Department of Mechanical Engineering, University of Bristol, Bristol, UK.
IEEE Trans Ultrason Ferroelectr Freq Control. 2011 Feb;58(2):414-26. doi: 10.1109/TUFFC.2011.1819.
Ultrasonic array images are adversely affected by errors in the assumed or measured imaging parameters. For non-destructive testing and evaluation, this can result in reduced defect detection and characterization performance. In this paper, an autofocus algorithm is presented for estimating and correcting imaging parameter errors using the collected echo data and a priori knowledge of the image geometry. Focusing is achieved by isolating a known geometric feature in the collected data and then performing a weighted leastsquares minimization of the errors between the data and a feature model, with respect to the unknown parameters. The autofocus algorithm is described for the estimation of element positions in a flexible array coupled to a specimen with an unknown surface profile. Experimental results are shown using a prototype flexible array and it is demonstrated that (for an isolated feature and a well-prescribed feature model) the algorithm is capable of generating autofocused images that are comparable in quality to benchmark images generated using accurately known imaging parameters.
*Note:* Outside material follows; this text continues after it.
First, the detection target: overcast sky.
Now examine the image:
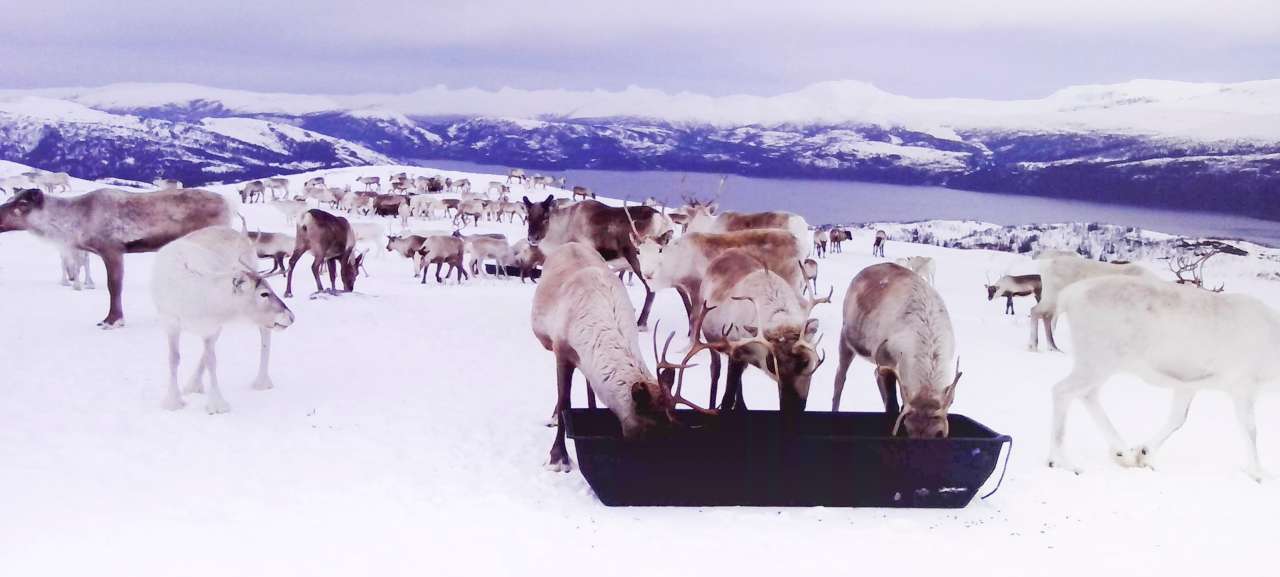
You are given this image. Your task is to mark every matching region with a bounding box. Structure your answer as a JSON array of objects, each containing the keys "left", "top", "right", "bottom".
[{"left": 0, "top": 0, "right": 1280, "bottom": 99}]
超声阵列图像会受到假设或测量的成像参数中的误差的不利影响。对于无损检测和评估,这可能会导致缺陷检测和特征描述性能降低。在本文中,提出了一种自动聚焦算法,用于使用采集的回波数据和图像几何形状的先验知识来估计和校正成像参数误差。通过在采集的数据中隔离已知的几何特征,并针对未知参数执行数据与特征模型之间的误差的加权最小二乘最小化,实现聚焦。描述了用于估计与具有未知表面轮廓的试件耦合的柔性阵列中的元件位置的自动聚焦算法。使用原型柔性阵列显示了实验结果,并证明(对于孤立的特征和规定良好的特征模型),该算法能够生成与使用准确已知的成像参数生成的基准图像质量相当的自动聚焦图像。